14th of Safa. The wind did not spring up this morning till a late hour, and after continuing for about an hour and a half, fell calm. We put to shore on the western bank of the river, where we passed the remainder of the day and the night. The country continued fine and crowded with villages. At this place, some of the boat's company attempted to shoot a hippopotamus, who had shown himself several times during the day. They succeeded only in slightly wounding him, after which he disappeared. The people of the country say that there are twelve that frequent this place in the river, which contains here some low islands, well adapted to afford them food and concealment.
16th of Safa. Parted from the land about two hours after sunrise, with a strong breeze. After continuing an hour and a half the wind subsided into a calm, which obliged us to make for the shore. We landed on a large island resembling those already mentioned, where we passed the remainder of the day and the night. The country we had passed resembled that below, beautiful, and as fertile as land can be.
16th of Safa. Left the land about an hour after sunrise, and in half an hour passed the southern boundary of the beautiful territory of Succoot, and entered the province of Machass. The country we were now passing is naturally fertile, but has not such a continued succession of villages as Succoot.

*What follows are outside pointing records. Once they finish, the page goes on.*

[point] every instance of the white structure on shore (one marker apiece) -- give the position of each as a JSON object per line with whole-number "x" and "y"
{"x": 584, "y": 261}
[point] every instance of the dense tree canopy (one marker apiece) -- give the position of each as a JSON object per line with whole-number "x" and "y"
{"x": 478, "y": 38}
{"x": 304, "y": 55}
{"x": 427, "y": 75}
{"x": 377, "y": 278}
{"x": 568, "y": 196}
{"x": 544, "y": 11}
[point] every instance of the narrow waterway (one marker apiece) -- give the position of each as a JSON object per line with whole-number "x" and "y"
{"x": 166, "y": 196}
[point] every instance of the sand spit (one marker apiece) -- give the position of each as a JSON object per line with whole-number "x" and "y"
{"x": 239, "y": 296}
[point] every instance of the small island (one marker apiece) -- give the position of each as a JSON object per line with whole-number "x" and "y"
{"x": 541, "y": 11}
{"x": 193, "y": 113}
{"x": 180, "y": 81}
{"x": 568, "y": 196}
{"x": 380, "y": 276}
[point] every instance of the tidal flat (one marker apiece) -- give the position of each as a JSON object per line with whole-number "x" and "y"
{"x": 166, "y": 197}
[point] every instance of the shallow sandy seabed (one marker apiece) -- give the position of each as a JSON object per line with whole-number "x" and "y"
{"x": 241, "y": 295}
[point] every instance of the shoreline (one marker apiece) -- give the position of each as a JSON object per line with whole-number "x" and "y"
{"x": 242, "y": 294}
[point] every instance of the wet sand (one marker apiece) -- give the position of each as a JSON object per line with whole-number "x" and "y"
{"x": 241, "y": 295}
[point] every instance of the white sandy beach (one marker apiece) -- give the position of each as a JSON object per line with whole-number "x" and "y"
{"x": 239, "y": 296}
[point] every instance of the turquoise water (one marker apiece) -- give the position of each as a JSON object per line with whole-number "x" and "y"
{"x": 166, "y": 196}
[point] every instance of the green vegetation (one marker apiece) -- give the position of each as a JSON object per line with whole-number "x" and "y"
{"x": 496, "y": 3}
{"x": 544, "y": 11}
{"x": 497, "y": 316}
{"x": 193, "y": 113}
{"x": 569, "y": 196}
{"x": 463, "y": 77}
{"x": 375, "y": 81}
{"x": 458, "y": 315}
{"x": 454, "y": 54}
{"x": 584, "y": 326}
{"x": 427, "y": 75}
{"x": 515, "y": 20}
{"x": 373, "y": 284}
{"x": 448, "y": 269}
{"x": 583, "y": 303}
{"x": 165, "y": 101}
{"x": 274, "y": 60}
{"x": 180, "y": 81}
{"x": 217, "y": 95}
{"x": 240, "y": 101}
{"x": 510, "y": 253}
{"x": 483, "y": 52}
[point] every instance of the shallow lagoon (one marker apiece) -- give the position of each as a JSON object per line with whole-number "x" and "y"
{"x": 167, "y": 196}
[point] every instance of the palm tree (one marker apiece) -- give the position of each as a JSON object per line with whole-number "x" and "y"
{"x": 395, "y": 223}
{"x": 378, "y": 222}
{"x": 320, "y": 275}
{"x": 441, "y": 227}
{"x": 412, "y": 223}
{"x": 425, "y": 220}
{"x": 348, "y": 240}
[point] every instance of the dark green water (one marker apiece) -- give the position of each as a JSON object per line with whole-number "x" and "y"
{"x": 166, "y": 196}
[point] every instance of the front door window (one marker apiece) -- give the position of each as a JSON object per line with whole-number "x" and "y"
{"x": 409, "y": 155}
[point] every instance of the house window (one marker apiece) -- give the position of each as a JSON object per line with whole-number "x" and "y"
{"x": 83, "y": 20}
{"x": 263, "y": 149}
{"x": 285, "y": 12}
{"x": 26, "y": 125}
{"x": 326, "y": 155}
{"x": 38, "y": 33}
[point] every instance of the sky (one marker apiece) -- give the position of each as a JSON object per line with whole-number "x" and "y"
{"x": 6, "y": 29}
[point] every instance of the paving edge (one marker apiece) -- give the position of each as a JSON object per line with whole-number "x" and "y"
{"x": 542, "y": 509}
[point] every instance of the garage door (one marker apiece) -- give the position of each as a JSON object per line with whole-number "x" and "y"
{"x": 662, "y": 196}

About three hours after sunrise came in view of the ruins of an ancient temple on the west bank. With some difficulty engaged the Rais to put to shore for a few minutes, to give me an opportunity of visiting it. This temple is manifestly of Egyptian architecture; it is about two hundred feet long from east to west; ten of the columns only are standing; they are composed of separate blocks of a brown stone resembling that employed in the construction of the temples in the isle of Philoe. The walls of this temple are in ruins, except a part of the front which is in a very dilapidated state. The front faces the East; the pillars and the ruins of the walls are sculptured with hieroglyphics. It stands on the west bank of the river about two miles beyond the territory of Succoot. About an hour after leaving this place, the wind falling, our Rais was obliged to put to shore. We soon arrived at the western bank of the river, the Nile being in this place not a mile broad. The remainder of the day being calm, we staid here till next morning. Several of the Pasha's Cavalry passed along the west bank of the river yesterday and to-day, bearing repeated orders from Dongola to the commanders of the boats to hasten their progress.